Dalam rangka menempatkan tujuan untuk memenuhi kewajiban alami tersebut, maka nama yang hendak diberikan mesti disesuaikan dengan jati dirinya anak itu sendiri. Sebagai mahluk termulia di alam raya ini. Tidak disamakan dengan nama binatang dan juga tidak disamakan dengan nama malaikat, apalagi nama kekuasaan dan keagungan Allah SWT.
b. Mentaati Perintah Agama.
Selain untuk memenuhi kewajiban alami, menamai anak hendaklah bertujuan pula untuk memenuhi perintah agama, sebagaimana hadis Rasulullah SAW:
عن الحارث بن النعام قال سمعت رسول الله صلى الله عليه و سلم قال أكرموا أولادكم و أحسنوا أسمائهم (رواه ابن ماجه)[2]
Dari Kharis bin Nu’am ia berkata, saya mendengar Rasulullah SAW bersabda, “Muliakanlah anak-anak kalian dan berilah mereka nama-nama yang baik”. (H.R. Ibnu Maajah)
Dengan menetapkan tujuan menamai anak untuk mentaati perintah agama, niscaya harapan yang dicanangkan di dalam nama yang diberikan kepada anakpun akan berupa harapan yang baik dan benar menurut kaca mata agama. Sebuah harapan mulia agar anaknya kelak tumbuh dewasa menjadi insan muslim yang taat menjalankan ajaran agamanya, mampu menghambakan diri kepada Allah SWT secara baik dan benar, serta mampu pula berhubungan baik dengan sesama makhluk ciptan-Nya.

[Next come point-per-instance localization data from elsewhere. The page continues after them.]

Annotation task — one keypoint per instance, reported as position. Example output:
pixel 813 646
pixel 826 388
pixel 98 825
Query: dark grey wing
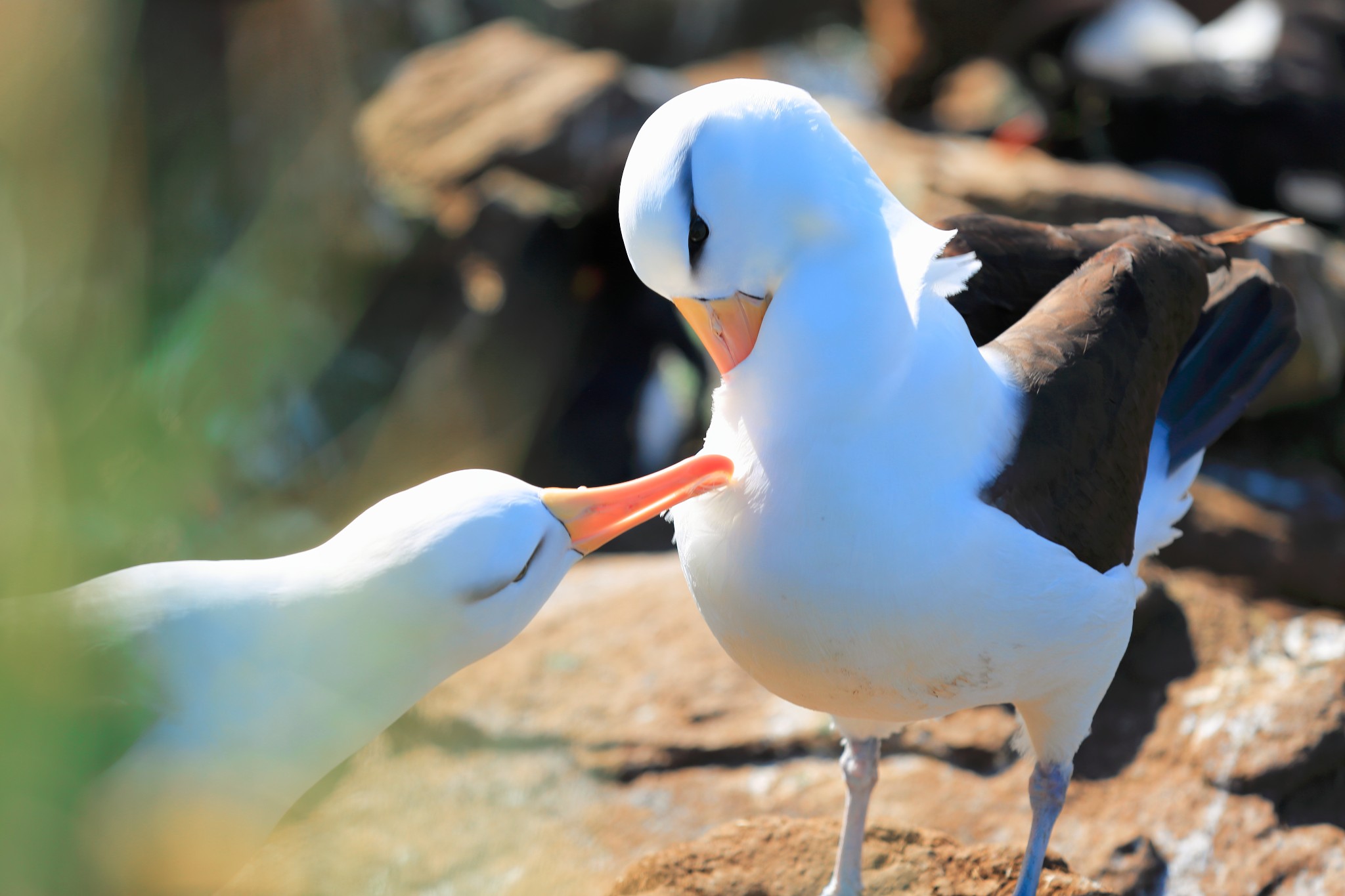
pixel 1021 261
pixel 1246 335
pixel 1094 359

Selain memiliki harapan yang jelas dan benar dengan menetapkan tujuan menami anak untuk mentaati perintah agama maka apa yang akan dilakukannya itu sudah barang tentu akan mendapatkan imbalan dari sisi Allah SWT.[3]
c. Mendidik kesalehan anak
Selain kewajiban memberikan nama yang baik kepada anak, salah satu kewajiban berat lainnya bagi orang tua terhadap anak tercintanya ialah mendidik dan mengarahkan menuju terbentuknya anak yang saleh, yang pandai menghambakan diri kepada Allah SWT secara baik dan benar, sekaligus pandai berhubungan sesama makhluk. Sehingga anak tersebut bisa terselamatkan dari sengatan api neraka.
Kewajiban tersebut merupakan instruksi langsung dari Sang Pencipta yang harus ditaati oleh setiap hamba-Nya yang beriman. Perintah ini secara tegas disampaikan dalam firman-Nya dalam surat al-Tahrim ayat 6.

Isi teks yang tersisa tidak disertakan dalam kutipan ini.